I was even able to give Auntie Mary a lift to a wedding in Galway, although on the way back, in the middle of the night, she needed to use the bathroom and we were on the N4 between Mullingar and Carrick-on-Shannon. She was so desperate that I pulled over and let her out near the gate of a field.

Auntie Mary is a big woman. She was wearing a floral-patterned dress for the wedding and her hat was like a separate event on the top of her head. The hat stuck out over her forehead like a gawking bird, and there were feathers to the rear.

As she squatted in the dark it was still perched on her head, like a bird about to fly, and I suppose we were lucky there was no moon, because the floral dress blended with the hedgerow and her little hat sat up just above the bush and if a passing gunman was dreaming of pheasants he might have shot her head off.

But it's amazing how far we have evolved as a species over the past 30 years. The interaction with technology has transformed human consciousness so much that even elderly aunts have a different cosmic view. For a start her brash determination to find a ditch to pee in surprised me. I suppose that's because she's addicted to Big Brother. And the following morning, to my amazement, I found her working on an iPad at the breakfast table. I didn't even know she had an iPad.

“My son gave it to me,” she said. “He always gets the latest model, so I get the old ones. I have a laptop, a desktop and this thing,” she said smiling into the glow of the iPad.

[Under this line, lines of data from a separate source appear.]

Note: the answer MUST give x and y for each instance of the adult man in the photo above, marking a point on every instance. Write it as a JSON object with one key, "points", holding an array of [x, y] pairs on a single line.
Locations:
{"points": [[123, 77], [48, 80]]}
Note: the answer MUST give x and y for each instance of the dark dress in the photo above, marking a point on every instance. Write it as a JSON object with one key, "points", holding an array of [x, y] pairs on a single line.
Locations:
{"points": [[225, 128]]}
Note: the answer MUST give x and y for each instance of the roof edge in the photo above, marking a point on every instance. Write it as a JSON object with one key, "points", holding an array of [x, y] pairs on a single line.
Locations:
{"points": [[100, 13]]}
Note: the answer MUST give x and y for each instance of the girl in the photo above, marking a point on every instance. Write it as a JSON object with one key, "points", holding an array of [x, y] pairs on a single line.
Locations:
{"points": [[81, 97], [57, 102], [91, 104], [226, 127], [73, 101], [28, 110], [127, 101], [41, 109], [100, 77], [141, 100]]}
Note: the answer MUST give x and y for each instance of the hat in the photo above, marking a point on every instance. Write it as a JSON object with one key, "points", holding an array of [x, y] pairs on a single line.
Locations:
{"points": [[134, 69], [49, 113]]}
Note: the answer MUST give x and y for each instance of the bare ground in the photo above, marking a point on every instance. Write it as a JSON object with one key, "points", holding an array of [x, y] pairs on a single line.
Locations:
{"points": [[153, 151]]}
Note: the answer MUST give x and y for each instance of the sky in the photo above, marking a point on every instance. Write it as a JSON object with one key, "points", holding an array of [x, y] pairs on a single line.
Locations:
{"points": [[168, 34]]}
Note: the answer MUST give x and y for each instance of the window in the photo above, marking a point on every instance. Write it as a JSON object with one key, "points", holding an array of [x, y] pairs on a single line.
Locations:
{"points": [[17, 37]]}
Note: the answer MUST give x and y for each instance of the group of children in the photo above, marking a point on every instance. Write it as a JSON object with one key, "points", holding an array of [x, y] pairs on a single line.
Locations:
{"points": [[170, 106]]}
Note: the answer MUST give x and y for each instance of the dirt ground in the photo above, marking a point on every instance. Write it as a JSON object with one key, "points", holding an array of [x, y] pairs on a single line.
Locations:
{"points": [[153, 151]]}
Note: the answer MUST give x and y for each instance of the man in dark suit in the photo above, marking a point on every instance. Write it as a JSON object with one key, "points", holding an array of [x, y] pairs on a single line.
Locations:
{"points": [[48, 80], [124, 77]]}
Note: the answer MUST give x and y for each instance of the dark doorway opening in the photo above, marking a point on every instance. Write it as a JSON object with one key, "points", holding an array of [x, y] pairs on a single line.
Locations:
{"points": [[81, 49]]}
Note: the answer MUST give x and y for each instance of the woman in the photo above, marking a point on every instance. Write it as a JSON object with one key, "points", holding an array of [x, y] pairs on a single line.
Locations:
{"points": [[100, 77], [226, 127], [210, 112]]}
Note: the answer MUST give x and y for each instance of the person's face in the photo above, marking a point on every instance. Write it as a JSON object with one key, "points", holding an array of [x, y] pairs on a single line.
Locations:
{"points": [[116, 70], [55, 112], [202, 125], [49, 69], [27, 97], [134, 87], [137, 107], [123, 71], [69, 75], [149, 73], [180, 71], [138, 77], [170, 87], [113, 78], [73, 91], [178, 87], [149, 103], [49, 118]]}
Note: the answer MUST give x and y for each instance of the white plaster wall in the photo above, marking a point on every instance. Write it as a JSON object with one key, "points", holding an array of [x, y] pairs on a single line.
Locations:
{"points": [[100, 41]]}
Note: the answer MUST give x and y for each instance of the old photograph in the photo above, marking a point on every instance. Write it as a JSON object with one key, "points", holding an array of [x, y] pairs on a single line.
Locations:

“Wonderful,” I said, pouring myself some warm watery tea.

‘I lost my phone’

“But I have a problem,” she declared. “I lost my phone.”

“Oh, it will turn up,” I said. “Probably still in the car, or the bedroom, or maybe behind the sofa where you sat last night, watching Trump and drinking those tiny baby vodkas that rattle in your handbag when you walk.” But she dismissed all those possibilities.

“I dropped it when we stopped for the toilet,” she declared.

An image came to my mind of the phone lying in a ditch where it would never be found again until the damp had eaten into the screen and destroyed it forever.

“That’s a disaster,” I whispered.

“Not quite,” she replied, her eyes on a Google map of Westmeath. “Here it is,” she announced. And she showed me the little blue blink on the screen in a field near the N4.

And I was very proud of my Yeti as we drove back towards Mullingar with the co-ordinates for the phone blinking on the car’s computer screen.

“Where did you get this car?” she asked.

“Drogheda,” I said. There was a pause.

“Do all cars have stuff like this nowadays?” she asked pointing at the screen.

And I felt like an anthropologist watching a species make that leap into the future that saves them from extinction.

“I think it’s time I learned to drive,” she muttered.